El hotel de dos pisos que su padre había hecho levantar se hallaba -esto ocurría en los años anteriores a la guerra, hacia 1864 ó 1865- en lo alto de la calle de las Feuillantines, en el sitio mismo donde la vía comienza a descender y donde puede verse hoy la de Claudio Bernard, cuyas casas uniformes ostentan sus techos escalonados por imposiciones de la pendiente. Lucía contemplaba desde su balcón del otro lado de la calle -una calle estrecha y vetusta-, y ya en los límites del horizonte, una línea de colinas, borrosa y fugitiva a tal hora, las colinas de Arcueil y de Gentilly. A su izquierda, el Val-de-Grâce elevaba su cimborrio como uno de esos monumentos que de golpe se erigen ante vosotros cuando os asomáis a un balcón de la insigne Roma, rodeados por la soledad. El balconcillo caía sobre el jardín, que formaba parte del hotel, y del que subían, audaces, dos grandes álamos. Hasta las fortificaciones o más allá, hasta donde la mirada podía inquirir, detrás del hospital del Val-de-Grâce, detrás de los barracones de las enfermerías, recientemente construidos, aparecían mil edificaciones, cuyos tejados, en aquel lugar próximo a las afueras, se perdían en la noche, bajo el verdor de los árboles, y la Luna, limitándose a herir las partes salientes, diríase desde el ventanal de Lucía que iluminaba una selva.
Sobre la cúpula de los árboles y la bóveda de los castaños, la Luna, fatigada, parecía descansar, parecía querer acostar aquellos rayos deshechos que lo envolvían todo con una niebla plateada y moribunda. Una poesía misteriosa, desprendida de la gasa impalpable, ligaba al cielo y a la tierra, uniéndolos en soberana armonía, y los ojos de la joven parecían también acostarse y descansar en el horizonte dibujado por las colinas, sobre el terciopelo luminoso del bosque percibido.
Y su corazón tejía sueños inefables con los rayos prolongados de la Luna...

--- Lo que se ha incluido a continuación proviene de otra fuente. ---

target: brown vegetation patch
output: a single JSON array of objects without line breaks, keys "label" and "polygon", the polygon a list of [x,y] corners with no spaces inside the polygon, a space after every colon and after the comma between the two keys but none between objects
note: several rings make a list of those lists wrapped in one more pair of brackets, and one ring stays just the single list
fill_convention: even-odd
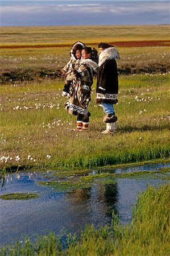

Lucía tenía entonces de veintidós a veintitrés años. El escritor, al no disponer más que de palabras, tropieza con graves dificultades para mostrar la gracia de un rostro y hasta para describir cualquiera de sus rasgos. Tiene que anotarlos uno a uno, y no puede presentarlos en un conjunto inmediato. Si después de haber fijado el valor de los ojos quiere seguir con los contornos de la boca, se pierde la fisonomía en el intervalo y el retrato se escapa. La expresión, severa o jovial, pide, para ser recogida, el símbolo de una relación o de un color, única manera de que la persona se presente íntegramente. Pero Lucía no necesitaba de símbolos. Un gran pintor, amigo de su padre, impresionado ante la melancolía y la dulzura de una niña delicada y dolorosa, había recogido el óvalo gracioso de aquella cara cuando Lucía contaba diez y seis años. En Las lamentaciones de la Tierra, uno de los últimos cuadros del maestro, la figura central recordaba exactamente a nuestra heroína.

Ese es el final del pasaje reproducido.